Dentre essas ações incluem-se o letramento digital da população e a checagem de fatos,
prática essa que se tornou cada vez mais necessária no meio jornalístico dado o número
de mentiras difundidas desde as eleições de 2018.
Evento que foi destrinchado pela tese de Fabíola Mendonça de Vasconcelos que focou
em analisar o papel de grandes jornais como O Globo e A Folha de São Paulo durante a
ascensão política de Jair Bolsonaro. Aceitando que as fake news foram uma das
ferramentas mais eficazes que levou o presidente a ser eleito em 2018 (vide a histórias
como a mamadeira de piroca), vale salientar que a mídia teve um papel importantíssimo
nessa eleição ao incentivar o antipetismo e quase sempre banalizar as horríveis
declarações e comportamentos de Bolsonaro em diversas ocasiões. Um dos exemplos
mais ridículos dessa isenção midiática foi quando o Estadão lançou um editorial sobre
os candidatos a presidente (Haddad e Bolsonaro) com a chamada “Uma escolha muito
difícil”. Dado toda a trajetória que a democracia teve que percorrer para continuar
existindo, é revoltando que os jornais não assumam um compromisso ideológico para
com a liberdade em prol de interesses financeiros, que são os que mais movem a roda
contra a esquerda. É por isso que Jair Bolsonaro conseguiu se eleger. Ele tinha o povo
acreditando nas suas fake news, os jornais longe de denunciar a imoralidade de suas
ações e uma nação caminhando para se tornar cada vez mais conservadora.
É nesse Brasil contemporâneo e conservador que as guerras culturais se fazem cada vez
mais presentes. Em um país que uma maioria tenta de formas cada vez mais violentas
oprimir as minorias, é necessário unir-se para lutar e reivindicar direitos básicos como
ter sua orientação sexual e nome social respeitados, poder ocupar lugares sem medo e
ter acesso digno a educação, saúde e lazer como o resto da população possui. No
entanto, a ideologia dominante (liberal conservadora cristã) faz com que uma grande
maioria não consiga nem enxergar as minorias como pessoas que também possuem
esses direitos, acarretando assim nas guerras culturas, termo esse cunhado por James
Hunter em seu livro Culture Wars: The Strugle To Define America que é a base do texto
Guerras Culturais: Conceito e Trajetória de Cristina Teixeira de Melo e Paulo.

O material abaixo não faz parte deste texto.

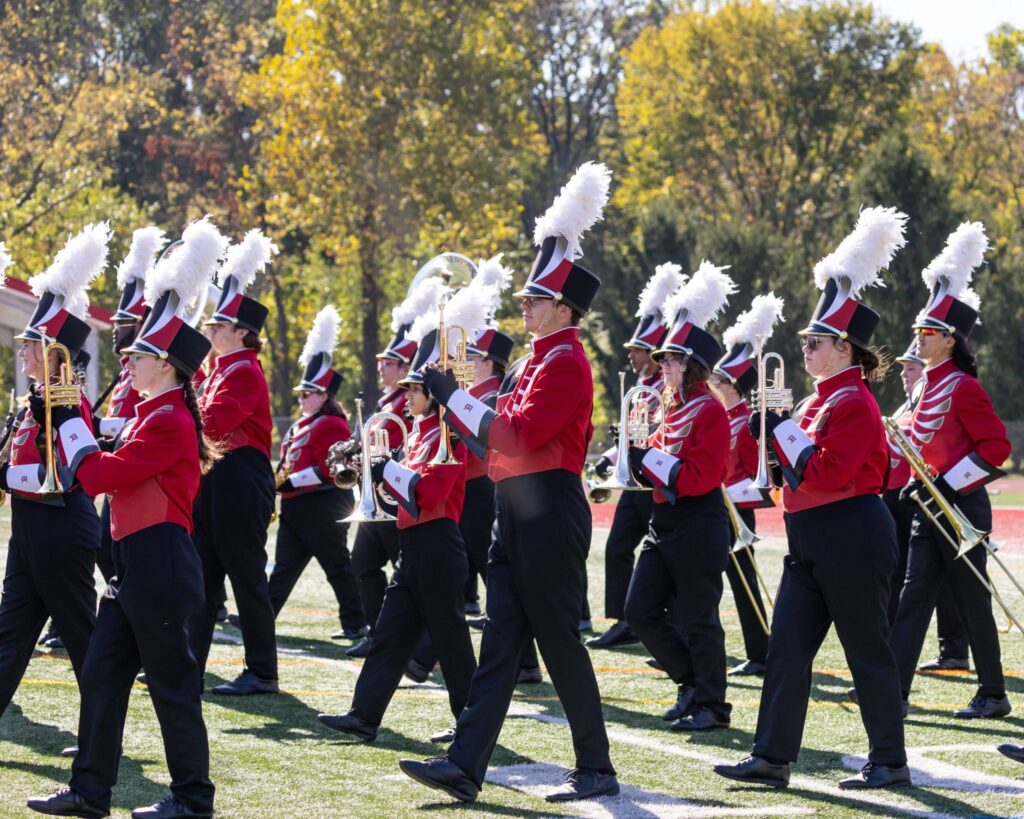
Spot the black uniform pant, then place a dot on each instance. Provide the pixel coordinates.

Segundo os autores, as guerras culturais nascem do dilema moral em torno de questões
como sexualidade, posição da mulher na sociedade, aborto, racismo e outros temas
“delicados” perante a sociedade. Em um governo de extrema direita é mais que óbvio
que essa guerras se intensifiquem devido a falta de interesse em proteger os direitos das
minorias existentes. O Governo Bolsonaro rejeita tudo que não segue a ideologia deles,
e é por causa disso que ministérios como o da Cultura foram extintos, porque eram um
dos poucos que estavam interessados em abrigar essa diversidade de existências de um
país tão gigantesco quanto o Brasil.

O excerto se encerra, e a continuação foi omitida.